Dr. Mark Hyman the Blood, Sugar Solution bestseller, is continually pointing out, that this conventional marketplace invitation for huge portions and all-you-can-stuff is directly related to the 'diebesity' epidemic running havoc in our health system. Knowing more about the roles of different fish in sea ecosystems in also key to our eating well and playing a truly possible role in not only stopping this current trend toward sea ecosystem exhaustion, but rather be actively part of voting with our forks for ocean restoration.

The next aspect of size mattering is starting to provide feedback to the chefs that we don't really need 8-10 ounces of fish on a plate to make a nourishing delicious meal. Again, a plate of 4-5 ounces of a protein from the sea and more vegetables enhances both food elements with a taste of the season that we can all deeply enjoy and at the same time be part of ocean conservation. All chefs can do this. It works.

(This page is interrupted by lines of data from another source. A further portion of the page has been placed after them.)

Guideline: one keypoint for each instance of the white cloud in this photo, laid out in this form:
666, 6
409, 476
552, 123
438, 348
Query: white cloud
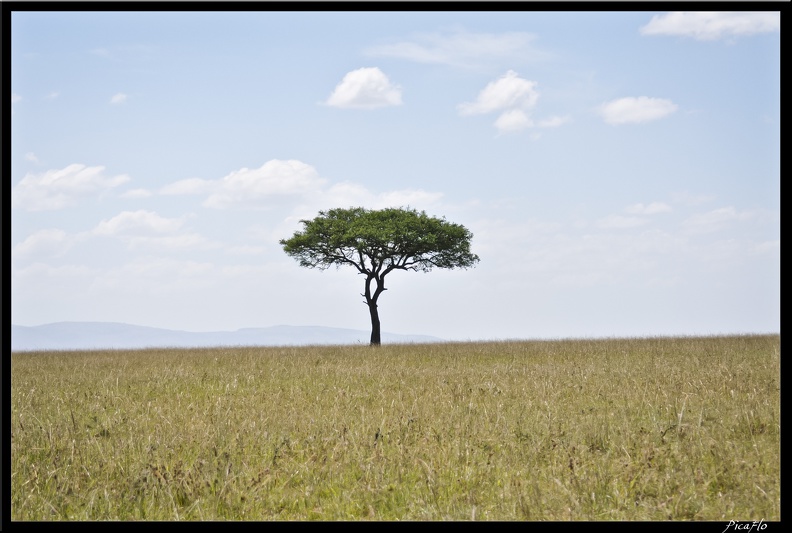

Scale seems critical in finding producers whose practices go beyond "sustainability". I find producers who are developing practices that truly move toward restorative and regenerative conditions for our seas, rivers and lakes. They just tend not go be so driven by industrial scale dictates. One of the most important moves you can make to support ocean restoration is to take the crushing pressure off the wild stocks altogether by moving some of our seafood choices to aquaculture. Yes, that's right, I am stating that farmed fish can be the very best choice for ocean conservationists to make.

What we have learned over and again at CleanFish is that the concerns about the potential negative impacts of fish farming are directly related to principles, practices, and scale. For those concerned about, and committed to sustainable seafood choices, a better question at your next dinner table, be it at home or in a restaurant, is NOT, "Is this farmed or wild". Rather a more defining question regarding concerns you might well have about environmental impacts is, "Is this fish from an industrial scale operation, or a more artisan scale fishery?"

Whether we are taking about the size of the fishing operation, or the size of the fish portion serving on our plates, size matters; and smaller is beautiful.